Name: Aletheia-Bench/DPO-Think-1.5B API
Brand: Featherless.ai
Price: 10.00 USD
Availability: InStock
Author: Aletheia-Bench

Aletheia-Bench/DPO-Think-1.5B: A Code Verifier Model

Aletheia-Bench/DPO-Think-1.5B is a 1.5 billion parameter code verifier model, part of the Aletheia project, which explores the effectiveness of Reinforcement Learning from Verifiable Rewards (RLVR) for code verifiers. This specific model is trained using Direct Preference Optimization (DPO), incorporating intermediate thinking traces and negative samples, but without on-policy training.

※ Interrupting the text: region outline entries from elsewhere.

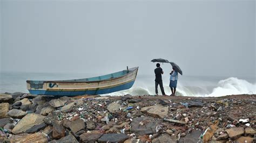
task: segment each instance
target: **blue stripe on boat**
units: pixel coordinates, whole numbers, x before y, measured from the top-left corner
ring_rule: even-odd
[[[99,89],[98,90],[87,90],[87,91],[46,91],[42,90],[29,90],[31,94],[35,95],[61,95],[61,96],[77,96],[83,95],[100,95],[109,94],[122,90],[128,89],[132,87],[135,81],[130,82],[112,87],[111,88],[106,88]]]

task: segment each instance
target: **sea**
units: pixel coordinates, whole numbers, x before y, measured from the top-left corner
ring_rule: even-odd
[[[0,93],[22,92],[28,93],[26,81],[60,80],[84,78],[99,76],[93,74],[0,73]],[[164,88],[167,95],[171,92],[169,87],[169,76],[163,76]],[[158,88],[159,94],[161,94]],[[102,96],[144,95],[156,94],[154,75],[138,74],[133,87],[127,90]],[[255,77],[219,77],[179,75],[177,96],[219,97],[230,95],[256,94]]]

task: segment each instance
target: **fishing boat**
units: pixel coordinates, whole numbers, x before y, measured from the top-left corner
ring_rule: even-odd
[[[61,81],[26,81],[29,92],[35,95],[78,96],[100,95],[132,87],[139,67],[91,78]]]

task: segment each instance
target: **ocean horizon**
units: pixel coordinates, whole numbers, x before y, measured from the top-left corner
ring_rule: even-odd
[[[29,72],[0,73],[0,92],[29,93],[26,80],[61,80],[79,79],[99,76],[88,73],[46,73]],[[163,76],[164,88],[170,95],[169,75]],[[154,95],[154,75],[138,74],[135,83],[129,89],[101,95],[123,96]],[[159,94],[161,94],[159,90]],[[235,94],[255,94],[255,77],[225,77],[211,76],[179,75],[177,96],[218,97]]]

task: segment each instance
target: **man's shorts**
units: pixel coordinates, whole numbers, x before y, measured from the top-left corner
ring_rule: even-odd
[[[170,88],[177,88],[177,80],[170,81],[169,87]]]

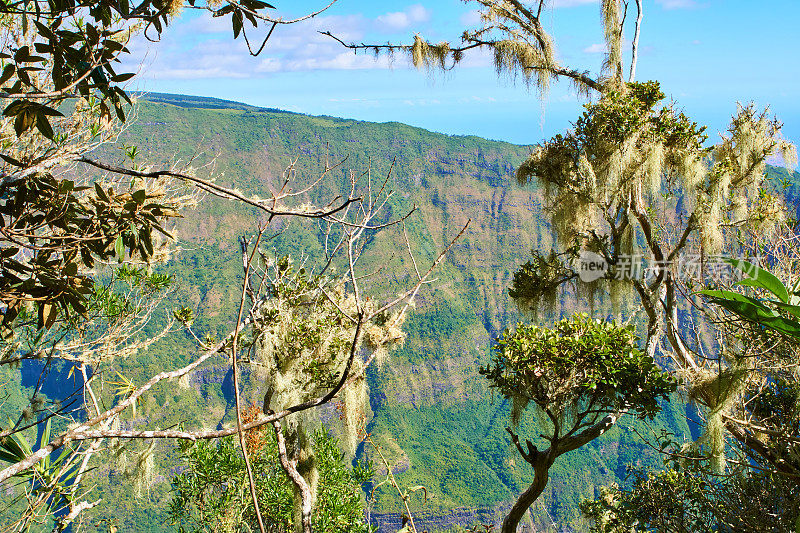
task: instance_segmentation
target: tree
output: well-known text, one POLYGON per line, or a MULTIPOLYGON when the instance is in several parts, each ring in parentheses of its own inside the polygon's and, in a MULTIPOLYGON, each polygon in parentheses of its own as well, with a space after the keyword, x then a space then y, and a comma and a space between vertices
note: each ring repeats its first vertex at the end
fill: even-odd
POLYGON ((735 417, 738 427, 757 438, 725 439, 729 466, 724 470, 714 464, 713 450, 725 444, 715 439, 723 435, 707 430, 689 446, 665 439, 666 470, 635 471, 631 487, 605 488, 583 504, 596 531, 797 531, 800 323, 796 266, 781 260, 788 259, 784 251, 773 250, 773 259, 794 270, 789 287, 767 270, 732 260, 748 277, 730 289, 700 291, 725 309, 720 328, 759 353, 734 393, 722 387, 714 391, 730 403, 723 417, 735 417))
MULTIPOLYGON (((548 447, 526 448, 506 428, 517 451, 534 469, 534 480, 503 520, 503 533, 517 531, 520 520, 547 485, 556 459, 596 439, 625 413, 652 419, 658 401, 674 391, 673 380, 639 351, 630 327, 575 315, 552 329, 518 324, 506 331, 494 357, 480 372, 511 401, 511 420, 533 402, 546 415, 548 447)), ((544 419, 544 416, 542 417, 544 419)))
MULTIPOLYGON (((257 416, 252 406, 245 420, 257 416)), ((319 464, 318 504, 312 524, 315 531, 367 532, 361 484, 371 479, 369 465, 353 468, 342 463, 342 452, 325 430, 310 436, 319 464)), ((245 434, 252 453, 252 467, 258 472, 258 501, 269 531, 293 527, 293 485, 280 467, 278 444, 266 428, 245 434)), ((242 531, 258 529, 253 502, 246 492, 247 469, 233 437, 200 441, 183 446, 186 469, 172 480, 170 515, 181 531, 242 531)))

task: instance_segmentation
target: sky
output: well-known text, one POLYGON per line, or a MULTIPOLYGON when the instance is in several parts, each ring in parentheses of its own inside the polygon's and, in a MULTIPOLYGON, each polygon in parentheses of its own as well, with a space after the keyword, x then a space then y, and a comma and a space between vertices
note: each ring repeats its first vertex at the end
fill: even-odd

It is designed to evaluate and rerank code generation outputs, particularly in scenarios where execution feedback is difficult to obtain.

Key Capabilities

Robust Code Verification: Trained to judge the correctness of code snippets, even in challenging out-of-distribution scenarios.
Thinking-based Training: Leverages intermediate thinking traces to enhance verification accuracy.
Offline Preference Optimization: Utilizes pre-collected thinking traces for efficient training.
Multi-domain Robustness: Evaluated across disparate policy models and covariate shifts using the Aletheia testbed.

Good For

RLHF / RLAIF: Serving as a plug-and-play reward function for optimizing code generation policies.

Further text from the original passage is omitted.